We can expect to see a lot more of these projects in the coming years as the world moves to intermittent renewable energy sources like wind and solar. And that — along with the rise of electric cars — is going to strain the global supply of batteries. The batteries in electric cars and grid storage systems are way, way bigger than the battery in your cell phone, and so companies are scrambling to build bigger battery factories to accommodate the soaring demand.
Tesla has been ahead of the curve here. In 2013, the company announced a massive battery factory in Nevada that it touted as having as much capacity as the rest of the world’s battery factories put together. That’s no longer true today, as other companies have vastly expanded their own capacity. But building this “Gigafactory” has given Tesla a reliable source of low-cost batteries while deepening the company’s expertise in battery manufacturing.

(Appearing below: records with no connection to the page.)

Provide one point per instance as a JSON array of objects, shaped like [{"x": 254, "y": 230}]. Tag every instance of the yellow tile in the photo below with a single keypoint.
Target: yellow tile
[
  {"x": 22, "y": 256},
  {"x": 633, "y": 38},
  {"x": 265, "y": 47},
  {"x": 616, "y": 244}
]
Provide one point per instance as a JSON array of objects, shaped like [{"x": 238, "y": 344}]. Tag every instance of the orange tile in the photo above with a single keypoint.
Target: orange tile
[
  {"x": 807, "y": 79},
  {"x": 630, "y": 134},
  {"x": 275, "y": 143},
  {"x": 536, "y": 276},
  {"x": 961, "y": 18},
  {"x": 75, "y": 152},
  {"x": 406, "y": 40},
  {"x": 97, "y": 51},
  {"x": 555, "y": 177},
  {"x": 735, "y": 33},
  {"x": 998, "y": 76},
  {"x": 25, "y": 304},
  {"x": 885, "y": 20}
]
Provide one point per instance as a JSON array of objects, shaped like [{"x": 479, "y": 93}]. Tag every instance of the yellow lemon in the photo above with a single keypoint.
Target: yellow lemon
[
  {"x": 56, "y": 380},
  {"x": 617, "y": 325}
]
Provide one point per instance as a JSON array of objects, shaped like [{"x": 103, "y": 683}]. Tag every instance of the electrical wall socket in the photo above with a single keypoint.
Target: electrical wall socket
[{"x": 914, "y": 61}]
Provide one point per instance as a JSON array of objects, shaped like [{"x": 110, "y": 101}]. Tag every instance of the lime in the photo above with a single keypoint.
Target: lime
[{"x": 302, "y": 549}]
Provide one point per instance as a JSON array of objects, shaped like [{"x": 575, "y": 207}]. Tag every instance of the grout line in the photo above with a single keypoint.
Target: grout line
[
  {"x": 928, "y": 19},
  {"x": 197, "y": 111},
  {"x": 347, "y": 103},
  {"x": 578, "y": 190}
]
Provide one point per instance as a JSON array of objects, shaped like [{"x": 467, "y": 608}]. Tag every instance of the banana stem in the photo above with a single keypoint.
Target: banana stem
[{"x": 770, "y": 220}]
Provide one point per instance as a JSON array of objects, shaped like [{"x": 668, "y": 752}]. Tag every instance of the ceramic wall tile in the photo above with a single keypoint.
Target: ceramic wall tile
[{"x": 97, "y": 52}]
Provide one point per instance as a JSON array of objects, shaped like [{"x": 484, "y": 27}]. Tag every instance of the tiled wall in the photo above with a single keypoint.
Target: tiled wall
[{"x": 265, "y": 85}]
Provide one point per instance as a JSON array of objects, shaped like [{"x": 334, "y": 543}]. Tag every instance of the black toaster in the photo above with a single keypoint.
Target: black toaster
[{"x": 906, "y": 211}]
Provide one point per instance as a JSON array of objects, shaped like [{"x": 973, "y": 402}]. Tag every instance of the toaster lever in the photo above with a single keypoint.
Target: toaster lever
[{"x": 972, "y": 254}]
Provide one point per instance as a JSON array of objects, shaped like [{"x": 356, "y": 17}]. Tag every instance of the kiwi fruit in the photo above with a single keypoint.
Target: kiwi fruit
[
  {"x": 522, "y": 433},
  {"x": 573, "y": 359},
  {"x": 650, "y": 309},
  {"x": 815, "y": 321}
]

And with a massive battery factory on its books, Tesla started looking for ways to diversify beyond cars. In 2015, the company unveiled a home energy storage system called the Powerwall that would allow families to store energy generated by solar panels on the roof. More recently, Tesla has been bidding for contracts to build massive grid-storage systems like the ones in Australia and California.
The ultimate goal here is to maximize economies of scale in battery production. Like most manufactured products, batteries get cheaper if you make them in larger volumes. The more markets Tesla can find for its batteries, the larger its battery factories can be, and the cheaper its batteries can get.
“We’re going far upstream in the cell manufacturing process,” said Tesla Chief Technology Officer JB Straubel in a 2014 speech describing the strategy behind the Gigafactory. “We’re actually going all the way back to literally where the raw materials come from. Even those materials costs can be reduced if you drive the right volume and drive purchasing power into how you’re buying them.”
The strategy seems to be working. One study estimated that battery costs fell almost 80 percent between 2010 and 2016, and Tesla’s battery costs are rumored to be among the industry’s cheapest. And experts think further price declines may be possible in the coming years.
And because batteries are the most expensive component of an electric car, cheaper batteries will ultimately mean cheaper cars. If batteries get cheap enough, we could reach a tipping point where electric cars — with their relatively simple electric motors — will be cheaper to own and operate than conventional gasoline-powered cars.